3. Troviamo poco convincente l'argomento secondo cui
la legalizzazione dell'aborto sarebbe necessaria per arginare i rischi legati
alla clandestinità e all'illegalità. Nei paesi in cui l'aborto è illegale, lo è
perché lo si considera un crimine a partire da un quadro etico e normativo di
riferimento. In genere, un crimine non si affronta rendendolo legale, ma
estirpandolo o punendolo. Sarebbe come dire che siccome la gente viola
frequentemente i limiti di velocità, i limiti di velocità andrebbero alzati.
Che vi sia un rischio sanitario nell'abortire clandestinamente, che tale
rischio sia maggiore per i poveri che per i ricchi, che l'aborto sia da sempre praticato
a prescindere che sia considerato lecito oppure no, è sicuramente vero, ma non
ha pertinenza con le domande poste, né con il piano del discorso su cui ci si
sta interrogando.
4. Varie proposte sono state formulate per stabilire
il limite tra umano e non umano (attenzione: non abbiamo parlato di vita in
generale, ma di essere umano portatore di dignità e diritto). Facciamo notare
che collegare univocamente l'umanità alle facoltà senzienti e razionali, o alla
piena funzionalità psico-motoria, rende per definizione anziani, disabili
fisici e psichici, nonché molti ammalati, non umani. Serve ricordare dove
conduce questa linea di pensiero? Più coerentemente altri hanno indicato la
nascita del bambino come criterio di demarcazione. Anche in questo caso, però,
si sollevano quesiti ineludibili: ad esempio, un bambino nato prematuro di otto
mesi in che cosa sarebbe più umano di un feto di otto mesi nel grembo materno?
Altri hanno scritto che la questione è irrilevante, o che in tale materia è
possibile e opportuno ricorrere a una convenzione o a un compromesso. Ci
sentiamo di dire che la questione secondo noi è altamente rilevante, visto
che permette di distinguere l'omicidio (anche se legale e socialmente
accettato) dall'intervento chirurgico.
Concludiamo queste brevi note ricordando che non
abbiamo alcuna pretesa di insegnare a qualcuno cosa sia giusto o sbagliato.

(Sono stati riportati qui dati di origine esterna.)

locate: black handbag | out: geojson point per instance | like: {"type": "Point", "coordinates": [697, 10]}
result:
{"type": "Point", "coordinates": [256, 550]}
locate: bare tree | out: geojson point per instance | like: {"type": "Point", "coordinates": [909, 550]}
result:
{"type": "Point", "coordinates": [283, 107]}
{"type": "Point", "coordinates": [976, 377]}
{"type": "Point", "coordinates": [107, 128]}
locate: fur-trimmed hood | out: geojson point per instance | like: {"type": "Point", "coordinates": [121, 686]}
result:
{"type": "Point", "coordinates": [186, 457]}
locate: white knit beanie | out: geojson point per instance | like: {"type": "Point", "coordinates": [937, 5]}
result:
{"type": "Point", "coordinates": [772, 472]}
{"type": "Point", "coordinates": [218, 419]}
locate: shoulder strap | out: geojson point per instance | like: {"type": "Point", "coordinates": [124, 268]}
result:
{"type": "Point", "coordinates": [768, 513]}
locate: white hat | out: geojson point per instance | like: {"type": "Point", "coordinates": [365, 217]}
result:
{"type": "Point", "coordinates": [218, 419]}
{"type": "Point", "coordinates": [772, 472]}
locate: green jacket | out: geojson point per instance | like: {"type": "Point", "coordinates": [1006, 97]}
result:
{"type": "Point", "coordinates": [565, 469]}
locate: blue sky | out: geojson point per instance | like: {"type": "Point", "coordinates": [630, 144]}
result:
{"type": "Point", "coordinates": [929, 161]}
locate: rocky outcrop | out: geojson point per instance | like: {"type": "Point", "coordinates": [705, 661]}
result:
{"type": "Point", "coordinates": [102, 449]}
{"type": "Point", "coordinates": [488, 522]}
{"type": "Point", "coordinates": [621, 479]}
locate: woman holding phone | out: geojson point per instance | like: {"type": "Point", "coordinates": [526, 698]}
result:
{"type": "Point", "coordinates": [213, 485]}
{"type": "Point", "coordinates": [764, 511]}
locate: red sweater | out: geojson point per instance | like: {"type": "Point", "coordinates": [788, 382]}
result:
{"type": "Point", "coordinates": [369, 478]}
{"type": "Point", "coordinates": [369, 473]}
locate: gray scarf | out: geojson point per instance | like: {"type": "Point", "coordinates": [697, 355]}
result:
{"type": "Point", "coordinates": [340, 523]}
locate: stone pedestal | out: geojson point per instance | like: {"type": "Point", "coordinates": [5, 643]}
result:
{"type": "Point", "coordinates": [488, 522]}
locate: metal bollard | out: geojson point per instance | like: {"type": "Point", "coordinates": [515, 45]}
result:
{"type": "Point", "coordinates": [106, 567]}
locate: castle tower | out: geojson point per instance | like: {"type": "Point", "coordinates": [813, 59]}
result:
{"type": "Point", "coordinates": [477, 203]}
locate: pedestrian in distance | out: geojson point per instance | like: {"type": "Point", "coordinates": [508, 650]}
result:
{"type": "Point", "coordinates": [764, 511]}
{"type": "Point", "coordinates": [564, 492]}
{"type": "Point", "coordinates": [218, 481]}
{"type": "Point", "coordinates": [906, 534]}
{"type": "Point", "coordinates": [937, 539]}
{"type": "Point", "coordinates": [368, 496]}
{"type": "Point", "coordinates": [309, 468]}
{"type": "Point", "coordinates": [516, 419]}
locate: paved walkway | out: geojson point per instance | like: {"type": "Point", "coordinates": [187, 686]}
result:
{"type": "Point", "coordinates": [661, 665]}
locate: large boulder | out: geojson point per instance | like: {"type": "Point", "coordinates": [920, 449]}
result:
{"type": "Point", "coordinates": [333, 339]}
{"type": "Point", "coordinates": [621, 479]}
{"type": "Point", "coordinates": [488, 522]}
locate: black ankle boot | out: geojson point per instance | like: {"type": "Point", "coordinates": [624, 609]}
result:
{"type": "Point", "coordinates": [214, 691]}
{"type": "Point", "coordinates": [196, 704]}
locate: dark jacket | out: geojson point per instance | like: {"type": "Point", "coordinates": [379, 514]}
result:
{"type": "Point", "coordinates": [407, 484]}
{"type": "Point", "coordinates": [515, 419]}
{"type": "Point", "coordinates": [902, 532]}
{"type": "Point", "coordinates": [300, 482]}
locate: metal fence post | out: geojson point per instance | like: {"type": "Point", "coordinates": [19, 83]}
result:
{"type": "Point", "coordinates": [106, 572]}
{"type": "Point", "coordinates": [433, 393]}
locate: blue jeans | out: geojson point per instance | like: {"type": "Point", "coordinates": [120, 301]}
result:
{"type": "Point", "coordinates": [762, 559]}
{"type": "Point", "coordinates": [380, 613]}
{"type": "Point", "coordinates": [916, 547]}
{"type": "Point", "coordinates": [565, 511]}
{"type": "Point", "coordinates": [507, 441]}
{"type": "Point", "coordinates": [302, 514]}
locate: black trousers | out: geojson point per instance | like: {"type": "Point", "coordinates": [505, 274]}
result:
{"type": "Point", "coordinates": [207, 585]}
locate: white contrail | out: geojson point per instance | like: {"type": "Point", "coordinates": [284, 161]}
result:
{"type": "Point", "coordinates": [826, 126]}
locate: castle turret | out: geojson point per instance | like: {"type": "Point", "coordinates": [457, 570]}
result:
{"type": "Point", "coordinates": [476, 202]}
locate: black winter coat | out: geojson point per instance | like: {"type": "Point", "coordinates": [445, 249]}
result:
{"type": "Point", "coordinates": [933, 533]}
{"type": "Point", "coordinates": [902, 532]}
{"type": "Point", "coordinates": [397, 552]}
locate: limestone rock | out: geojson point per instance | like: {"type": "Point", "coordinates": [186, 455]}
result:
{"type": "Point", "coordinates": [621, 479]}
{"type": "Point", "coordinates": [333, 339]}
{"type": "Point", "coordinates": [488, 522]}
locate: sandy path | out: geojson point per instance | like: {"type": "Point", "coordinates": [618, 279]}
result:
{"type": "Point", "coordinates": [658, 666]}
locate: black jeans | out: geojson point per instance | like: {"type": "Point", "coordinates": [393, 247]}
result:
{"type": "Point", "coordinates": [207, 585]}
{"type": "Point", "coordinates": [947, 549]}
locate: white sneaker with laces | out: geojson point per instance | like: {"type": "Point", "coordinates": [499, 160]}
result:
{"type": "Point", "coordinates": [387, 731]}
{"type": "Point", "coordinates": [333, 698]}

Esso dipende, infatti, dalle assunzioni che una persona fa proprie e dai
principi che riconosce. Assunzioni e principi possono essere discussi ma non
dimostrati, e la scelta che uno fa in merito ad essi dipende essenzialmente da
fattori extra-razionali. Al netto di questo, tuttavia, consideriamo doveroso
comprendere dove portano le assunzioni e i principi che si sposano, e a partire
da ciò, farsene carico responsabilmente. Dal nostro punto di vista, definire
arbitrariamente cos'è un essere umano, apre a indefinite possibilità di
riduzione del debole e dell'indifeso a pura materia inerte a disposizione di
coloro che godono, invece, del riconoscimento sociale alla piena umanità. Le
potenziali applicazioni di questo principio sono a dir poco terrificanti, e
temiamo che molti stentino a rendersi conto che, come per altre battaglie
analoghe, anche in questo caso quella che viene presentata come una lotta per i
diritti, rischi di rivelarsi il più insidioso dei cavalli di Troia.